- APM (Application Performance Monitoring) - Tools and processes for tracking the performance of software applications.
- P95 (95th Percentile) - Value below which 95% of the observations fall.
- P99 (99th Percentile) - Value below which 99% of the observations fall.
- Flamegraph - Visual representation of hierarchical data, typically used to visualize stack traces.
- Gantt Charts - Bar chart that represents a project schedule, showing the start and finish dates of elements.
- Throughput - Measure of how many units of information a system can process in a given amount of time.
- Latency - Time delay between the cause and the effect of some physical change in the system being observed.
- Response Time - Time taken for a system to respond to a request.
- Service Level Agreement (SLA) - Commitment between a service provider and a client.
- Service Level Objective (SLO) - Specific measurable characteristics of the SLA such as availability, throughput, frequency, response time, or quality.
- Service Level Indicator (SLI) - Metric used to measure the SLO.
- Error Rate - Percentage of all requests that result in an error.

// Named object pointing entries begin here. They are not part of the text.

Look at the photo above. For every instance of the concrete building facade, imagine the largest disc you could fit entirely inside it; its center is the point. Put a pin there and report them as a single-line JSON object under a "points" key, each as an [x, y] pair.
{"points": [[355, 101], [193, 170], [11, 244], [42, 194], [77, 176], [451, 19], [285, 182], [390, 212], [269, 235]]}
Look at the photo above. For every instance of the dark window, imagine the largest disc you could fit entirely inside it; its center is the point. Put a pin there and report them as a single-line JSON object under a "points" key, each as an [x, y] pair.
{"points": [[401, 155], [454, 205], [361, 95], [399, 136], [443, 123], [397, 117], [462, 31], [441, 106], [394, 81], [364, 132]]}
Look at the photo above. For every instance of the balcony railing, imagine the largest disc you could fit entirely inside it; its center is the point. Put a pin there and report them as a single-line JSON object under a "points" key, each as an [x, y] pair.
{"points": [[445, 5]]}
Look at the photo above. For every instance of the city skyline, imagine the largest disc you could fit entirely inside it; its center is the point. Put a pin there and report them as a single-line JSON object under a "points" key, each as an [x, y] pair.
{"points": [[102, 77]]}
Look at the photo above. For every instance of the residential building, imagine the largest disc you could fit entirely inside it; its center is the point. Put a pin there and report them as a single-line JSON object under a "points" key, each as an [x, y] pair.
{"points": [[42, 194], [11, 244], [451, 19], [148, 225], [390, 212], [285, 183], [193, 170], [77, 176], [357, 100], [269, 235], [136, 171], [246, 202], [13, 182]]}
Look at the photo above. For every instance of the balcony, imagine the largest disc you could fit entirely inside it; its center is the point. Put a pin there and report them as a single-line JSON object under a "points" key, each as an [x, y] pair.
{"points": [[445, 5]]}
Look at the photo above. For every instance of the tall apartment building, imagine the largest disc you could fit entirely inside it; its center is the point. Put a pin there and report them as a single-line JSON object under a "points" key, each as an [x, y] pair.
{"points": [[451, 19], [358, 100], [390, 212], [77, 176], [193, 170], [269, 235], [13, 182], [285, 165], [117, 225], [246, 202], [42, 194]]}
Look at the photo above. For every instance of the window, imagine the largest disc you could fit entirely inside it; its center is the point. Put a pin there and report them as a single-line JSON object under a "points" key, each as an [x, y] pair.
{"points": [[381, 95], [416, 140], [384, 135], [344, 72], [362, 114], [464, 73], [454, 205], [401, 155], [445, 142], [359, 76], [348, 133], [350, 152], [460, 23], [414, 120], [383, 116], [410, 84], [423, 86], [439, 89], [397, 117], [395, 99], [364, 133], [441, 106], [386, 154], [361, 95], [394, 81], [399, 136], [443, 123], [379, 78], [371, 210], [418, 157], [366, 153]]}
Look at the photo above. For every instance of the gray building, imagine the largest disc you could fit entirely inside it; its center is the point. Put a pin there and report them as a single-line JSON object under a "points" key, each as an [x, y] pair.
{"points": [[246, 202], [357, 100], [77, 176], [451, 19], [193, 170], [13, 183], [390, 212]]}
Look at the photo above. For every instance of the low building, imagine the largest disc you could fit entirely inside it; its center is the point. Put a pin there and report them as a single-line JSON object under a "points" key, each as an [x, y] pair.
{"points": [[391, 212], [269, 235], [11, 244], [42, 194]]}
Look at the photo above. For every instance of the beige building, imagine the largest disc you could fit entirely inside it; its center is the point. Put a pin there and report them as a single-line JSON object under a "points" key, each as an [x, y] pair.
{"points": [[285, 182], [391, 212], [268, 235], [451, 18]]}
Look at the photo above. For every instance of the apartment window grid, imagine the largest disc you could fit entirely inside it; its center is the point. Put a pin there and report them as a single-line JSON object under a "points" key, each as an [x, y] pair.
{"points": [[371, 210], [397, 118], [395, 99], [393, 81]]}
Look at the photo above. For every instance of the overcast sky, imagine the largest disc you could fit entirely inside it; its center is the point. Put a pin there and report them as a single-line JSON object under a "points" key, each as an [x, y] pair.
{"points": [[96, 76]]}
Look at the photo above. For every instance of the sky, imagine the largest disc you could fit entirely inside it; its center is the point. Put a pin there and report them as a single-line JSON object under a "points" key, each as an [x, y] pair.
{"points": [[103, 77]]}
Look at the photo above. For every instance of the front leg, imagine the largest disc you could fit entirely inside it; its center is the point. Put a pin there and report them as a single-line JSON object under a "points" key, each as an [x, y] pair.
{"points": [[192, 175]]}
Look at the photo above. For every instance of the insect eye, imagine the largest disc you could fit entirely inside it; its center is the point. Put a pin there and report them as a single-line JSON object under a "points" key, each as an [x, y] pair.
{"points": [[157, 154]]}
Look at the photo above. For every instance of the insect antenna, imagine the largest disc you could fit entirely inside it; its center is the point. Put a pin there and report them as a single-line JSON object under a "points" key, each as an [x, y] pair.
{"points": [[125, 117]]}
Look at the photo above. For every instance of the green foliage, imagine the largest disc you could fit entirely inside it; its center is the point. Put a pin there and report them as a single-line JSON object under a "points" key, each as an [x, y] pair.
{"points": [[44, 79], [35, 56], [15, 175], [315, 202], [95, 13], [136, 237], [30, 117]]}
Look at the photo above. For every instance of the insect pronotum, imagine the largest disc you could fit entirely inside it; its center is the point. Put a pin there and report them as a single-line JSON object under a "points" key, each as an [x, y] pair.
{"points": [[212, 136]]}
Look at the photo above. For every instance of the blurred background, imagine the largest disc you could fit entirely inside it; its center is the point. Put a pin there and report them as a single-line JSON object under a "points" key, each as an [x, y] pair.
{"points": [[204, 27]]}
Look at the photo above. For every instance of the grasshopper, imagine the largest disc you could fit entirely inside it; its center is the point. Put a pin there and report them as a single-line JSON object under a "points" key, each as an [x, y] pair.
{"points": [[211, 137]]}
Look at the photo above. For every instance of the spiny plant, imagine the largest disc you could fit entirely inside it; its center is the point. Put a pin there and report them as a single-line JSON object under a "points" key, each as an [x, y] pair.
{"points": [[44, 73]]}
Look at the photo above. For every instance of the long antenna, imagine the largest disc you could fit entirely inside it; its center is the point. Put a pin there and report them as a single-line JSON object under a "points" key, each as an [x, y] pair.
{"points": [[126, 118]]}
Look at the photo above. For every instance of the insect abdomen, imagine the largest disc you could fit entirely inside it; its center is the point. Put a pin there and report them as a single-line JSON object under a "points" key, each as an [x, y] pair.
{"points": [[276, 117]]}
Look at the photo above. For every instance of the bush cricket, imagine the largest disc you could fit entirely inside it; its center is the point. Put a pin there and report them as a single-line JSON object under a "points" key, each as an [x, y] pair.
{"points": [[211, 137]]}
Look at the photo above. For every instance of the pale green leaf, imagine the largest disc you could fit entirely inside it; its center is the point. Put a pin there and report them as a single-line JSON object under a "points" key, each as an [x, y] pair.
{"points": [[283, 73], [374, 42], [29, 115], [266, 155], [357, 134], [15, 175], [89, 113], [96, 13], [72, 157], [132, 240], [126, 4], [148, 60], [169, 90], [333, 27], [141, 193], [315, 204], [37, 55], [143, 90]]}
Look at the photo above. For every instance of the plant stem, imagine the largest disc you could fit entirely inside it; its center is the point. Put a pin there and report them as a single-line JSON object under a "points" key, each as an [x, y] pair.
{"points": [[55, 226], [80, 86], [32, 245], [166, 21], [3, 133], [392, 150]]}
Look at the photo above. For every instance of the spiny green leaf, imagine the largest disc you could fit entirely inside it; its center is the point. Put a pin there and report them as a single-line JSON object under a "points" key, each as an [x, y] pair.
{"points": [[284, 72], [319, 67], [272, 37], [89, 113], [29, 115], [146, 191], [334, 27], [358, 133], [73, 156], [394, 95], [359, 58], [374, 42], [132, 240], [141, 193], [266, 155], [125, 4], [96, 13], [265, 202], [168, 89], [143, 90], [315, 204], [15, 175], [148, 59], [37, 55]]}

- Availability - Proportion of time a system is in a functioning condition.
- Uptime - Amount of time a system is operational.
- Downtime - Amount of time a system is non-operational.
- Mean Time Between Failures (MTBF) - Average time between system failures.
- Mean Time To Repair (MTTR) - Average time required to repair a system.
- Root Cause Analysis (RCA) - Method of problem solving to identify the root causes of faults or problems.
- Transaction Tracing - Process of tracking the path of a single transaction through a system.
- Distributed Tracing - Method to track requests as they propagate through distributed systems.
- Heatmap - Data visualization technique that shows the magnitude of a phenomenon as color in two dimensions.
- Histogram - Graphical representation showing the frequency distribution of data points.
- Alerting - Notifying operators when a metric exceeds a predefined threshold.
- Anomaly Detection - Identifying data points that deviate significantly from the majority of the data.
- Baseline - Reference point used for comparison.
- Synthetic Monitoring - Using scripted transactions to simulate user interactions with a service.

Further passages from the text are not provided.